Zheng Zhi was interviewed in Toronto, Canada, on July 31, 2023. Since 2006, he has been one of several witnesses exposing China’s organ harvesting to The Dajiyuan.

He said the secret “military mission” he initially participated in as a surgeon has now expanded far beyond what the public can imagine.

“This is no longer a secret,” he told The Dajiyuan. “It’s just that nobody dares to speak openly about it.”

Dr. Trey observed that an atheistic regime’s mindset is indifferent to human life and will constantly push boundaries to achieve its objectives.

“They basically treat the human body as an object—like a car—and replace organs just as you would replace car parts,” he said.

However, Dr. Andreas Weber, deputy director of the European branch of Doctors Against Forced Organ Harvesting (DAFOH), emphasized that unlike car parts, human organs cannot be replaced repeatedly.

He explained that surgeries damage the veins connecting transplanted organs to the host, and the damage accumulates over time.

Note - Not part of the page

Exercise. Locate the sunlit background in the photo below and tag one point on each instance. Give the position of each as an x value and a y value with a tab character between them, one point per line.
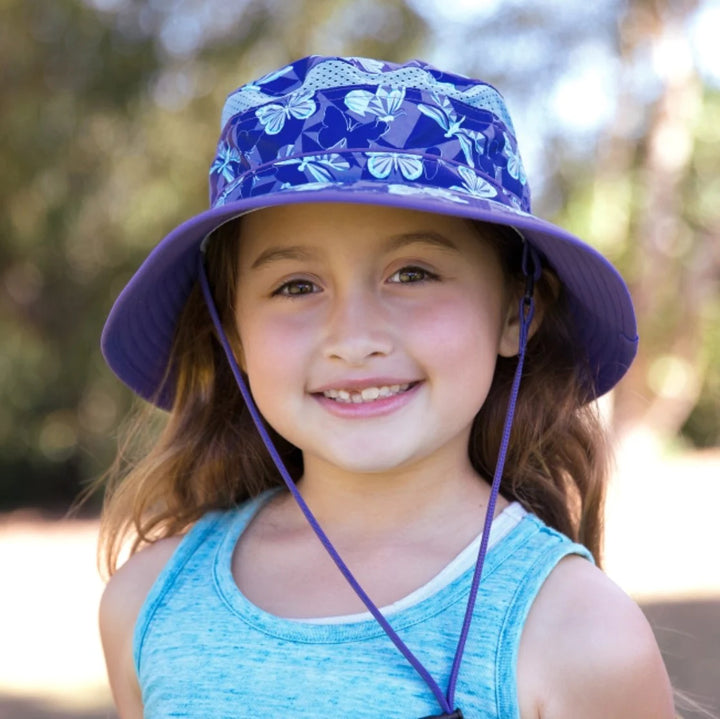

“The more procedures performed on these vessels, the more likely they are to fail,” he said.

Immuno-suppressant drugs, required for transplant recipients, also make patients vulnerable to viruses such as COVID-19, which experts told The Dajiyuan may have contributed to the death of a former high-ranking Chinese official.

Dr. Trey said China’s longevity programs reveal one thing CCP leaders will never publicly admit: they fear death.

“If they live, they can have everything; if they die, they have nothing. So they want to fight death.”